Dependientes de los cuidadores. Utiles en pacientes que están mental o físicamente deteriorados. Más que cambiar un hábito, se intenta en ellos mantener al paciente seco. Un método demostrado como eficaz es el “Prompt Voiding”, en que se pregunta al paciente a intervalos regulares si desea orinar.

Tratamientos específicos de la incontinencia urinaria

Incontinencia urinaria de urgencia. Se debe buscar problemas corregibles, como edema, ajustar cantidad y horario de ingesta de líquido, acercar el WC, etc. Si con lo anterior no se obtienen buenos resultados, es efectiva una combinación de terapia conductual y fármacos. Algunos de ellos son anticolinérgicos, oxibutidina (combinación de relajante músculo liso y anticolinérgico), flavoxato (relajante músculo liso), antidepresivos tricíclicos (imipramina), que en general deben usarse a dosis bajas por los efectos secundarios indeseables que producen en los adultos mayores. Actualmente está tolterodina que es más selectiva, con menos efectos secundarios y alcanzando hasta un 70% de efecto positivo en los síntomas.
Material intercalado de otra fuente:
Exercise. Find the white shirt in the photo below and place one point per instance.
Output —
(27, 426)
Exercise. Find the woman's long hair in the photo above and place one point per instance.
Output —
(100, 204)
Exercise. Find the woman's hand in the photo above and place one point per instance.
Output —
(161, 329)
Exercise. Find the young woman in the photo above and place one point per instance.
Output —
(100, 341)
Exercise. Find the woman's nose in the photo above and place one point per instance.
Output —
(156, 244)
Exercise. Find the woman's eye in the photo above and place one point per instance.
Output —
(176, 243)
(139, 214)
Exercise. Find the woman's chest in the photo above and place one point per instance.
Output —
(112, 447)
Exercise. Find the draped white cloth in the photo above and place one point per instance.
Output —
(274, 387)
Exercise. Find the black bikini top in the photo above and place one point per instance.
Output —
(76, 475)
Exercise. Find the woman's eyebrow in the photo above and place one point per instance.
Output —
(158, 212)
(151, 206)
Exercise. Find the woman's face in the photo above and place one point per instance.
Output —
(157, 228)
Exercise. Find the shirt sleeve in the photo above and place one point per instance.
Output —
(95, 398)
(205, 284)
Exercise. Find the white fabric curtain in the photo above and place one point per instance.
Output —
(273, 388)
Incontinencia urinaria de esfuerzo. Incluye los ejercicios del suelo pélvico (Kegel) para fortalecer la acción del esfínter uretral. Si son comprendidos y practicados regularmente, se ha comunicado hasta un 70% de éxito a las 6 semanas y 50% a los 5 años. Se recomienda además apoyo farmacológico, estrógenos orales o tópicos para tonificar las partes blandas, combinados o no a un agonista alfaadrenérgico como la fenilpropanolamina (que eleva el tono muscular uretral). En los casos sin respuesta a estas terapias, se indica la cirugía.
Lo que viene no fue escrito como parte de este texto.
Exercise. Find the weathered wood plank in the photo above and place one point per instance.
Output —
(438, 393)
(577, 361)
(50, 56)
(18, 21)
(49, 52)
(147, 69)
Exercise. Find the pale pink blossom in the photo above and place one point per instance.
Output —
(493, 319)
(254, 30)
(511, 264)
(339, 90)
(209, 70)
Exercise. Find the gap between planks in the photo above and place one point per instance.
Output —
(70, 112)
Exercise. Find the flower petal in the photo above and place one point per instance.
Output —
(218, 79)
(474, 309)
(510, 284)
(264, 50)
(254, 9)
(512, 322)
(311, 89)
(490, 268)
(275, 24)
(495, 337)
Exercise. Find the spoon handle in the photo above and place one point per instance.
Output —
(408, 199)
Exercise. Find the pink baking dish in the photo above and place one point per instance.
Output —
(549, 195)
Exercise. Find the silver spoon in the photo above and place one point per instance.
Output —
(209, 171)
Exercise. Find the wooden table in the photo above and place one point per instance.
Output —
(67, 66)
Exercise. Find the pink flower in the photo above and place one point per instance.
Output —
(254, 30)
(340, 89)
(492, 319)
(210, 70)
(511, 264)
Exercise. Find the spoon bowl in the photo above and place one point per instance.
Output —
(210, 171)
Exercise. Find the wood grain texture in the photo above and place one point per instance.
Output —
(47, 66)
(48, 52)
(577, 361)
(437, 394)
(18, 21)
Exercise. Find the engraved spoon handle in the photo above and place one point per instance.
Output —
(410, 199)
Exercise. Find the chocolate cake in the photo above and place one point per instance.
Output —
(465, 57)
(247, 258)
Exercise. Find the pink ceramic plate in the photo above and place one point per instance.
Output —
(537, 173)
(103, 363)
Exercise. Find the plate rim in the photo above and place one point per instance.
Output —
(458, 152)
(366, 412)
Incontinencia por rebosamiento. La finalidad del tratamiento es mejorar el drenaje vesical. En los casos de adenoma prostático, gran cistocele y la estenosis uretral el tratamiento definitivo de elección es la cirugía. Cuando este es rechazado, puede plantearse un tratamiento farmacológico basado en antagonistas alfadrenérgicos: prazocina, terazocina, doxazocina. Para el caso de rebosamiento por vejiga hipotónica, existe poca experiencia con agentes colinérgicos. Mejores resultados se ha obtenido con el cateterismo intermitente cada 4-6 horas o con la frecuencia necesaria para mantener volúmenes residuales menores de 150 ml.
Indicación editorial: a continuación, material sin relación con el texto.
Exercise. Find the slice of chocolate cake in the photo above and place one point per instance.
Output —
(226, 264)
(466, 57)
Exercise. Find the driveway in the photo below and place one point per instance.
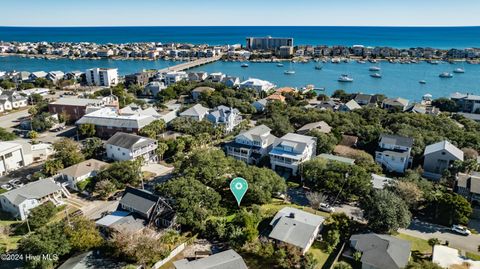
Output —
(427, 230)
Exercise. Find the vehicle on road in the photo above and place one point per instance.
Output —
(326, 208)
(461, 230)
(7, 187)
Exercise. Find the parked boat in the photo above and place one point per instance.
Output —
(446, 75)
(345, 78)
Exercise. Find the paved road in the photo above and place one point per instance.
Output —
(427, 230)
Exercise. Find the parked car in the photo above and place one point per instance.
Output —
(461, 230)
(326, 208)
(7, 187)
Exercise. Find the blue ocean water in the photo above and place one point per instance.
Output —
(398, 79)
(400, 37)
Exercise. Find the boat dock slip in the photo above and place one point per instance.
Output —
(191, 64)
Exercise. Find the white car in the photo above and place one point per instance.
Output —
(326, 208)
(7, 187)
(461, 230)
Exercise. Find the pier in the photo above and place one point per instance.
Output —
(191, 64)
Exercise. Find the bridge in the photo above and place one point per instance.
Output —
(191, 64)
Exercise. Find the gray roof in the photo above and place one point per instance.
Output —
(224, 260)
(195, 111)
(382, 251)
(444, 145)
(295, 226)
(129, 141)
(34, 190)
(331, 157)
(396, 140)
(320, 125)
(140, 201)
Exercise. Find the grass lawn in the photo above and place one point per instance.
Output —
(473, 256)
(418, 244)
(319, 255)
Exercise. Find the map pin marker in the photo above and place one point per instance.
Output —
(239, 187)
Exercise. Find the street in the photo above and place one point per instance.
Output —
(427, 230)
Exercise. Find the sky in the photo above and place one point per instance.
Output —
(241, 13)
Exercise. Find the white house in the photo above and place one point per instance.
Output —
(227, 117)
(20, 201)
(174, 77)
(290, 151)
(257, 85)
(124, 147)
(12, 157)
(296, 227)
(196, 112)
(250, 146)
(81, 171)
(439, 157)
(102, 76)
(393, 152)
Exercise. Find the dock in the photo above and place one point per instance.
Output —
(191, 64)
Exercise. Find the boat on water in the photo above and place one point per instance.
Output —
(446, 75)
(345, 78)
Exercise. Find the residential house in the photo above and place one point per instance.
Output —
(81, 171)
(448, 257)
(439, 157)
(468, 185)
(12, 157)
(349, 106)
(252, 145)
(125, 147)
(290, 151)
(20, 201)
(76, 108)
(260, 86)
(393, 152)
(296, 227)
(55, 76)
(228, 259)
(381, 251)
(106, 77)
(109, 121)
(196, 112)
(320, 126)
(226, 117)
(197, 92)
(396, 104)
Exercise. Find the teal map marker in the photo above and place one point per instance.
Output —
(239, 187)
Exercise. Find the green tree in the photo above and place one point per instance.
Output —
(87, 130)
(83, 234)
(153, 129)
(41, 215)
(385, 211)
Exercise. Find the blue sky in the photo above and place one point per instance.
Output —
(243, 12)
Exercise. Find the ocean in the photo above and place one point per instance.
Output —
(398, 79)
(399, 37)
Incontinencias funcionales. Se benefician con las terapias conductuales y algunos simples cambios ambientales.

Catéter definitivo. Cuando todas las medidas terapeúticas fallan o si el paciente no tolera el cateterismo intermitente o en situaciones especiales, como en pacientes terminales, se puede usar los catéteres permanentes o también los colectores externos.

Las complicaciones y los riesgos potenciales de su uso son las infecciones urinarias, sepsis y la formación de cálculos en la vegiga.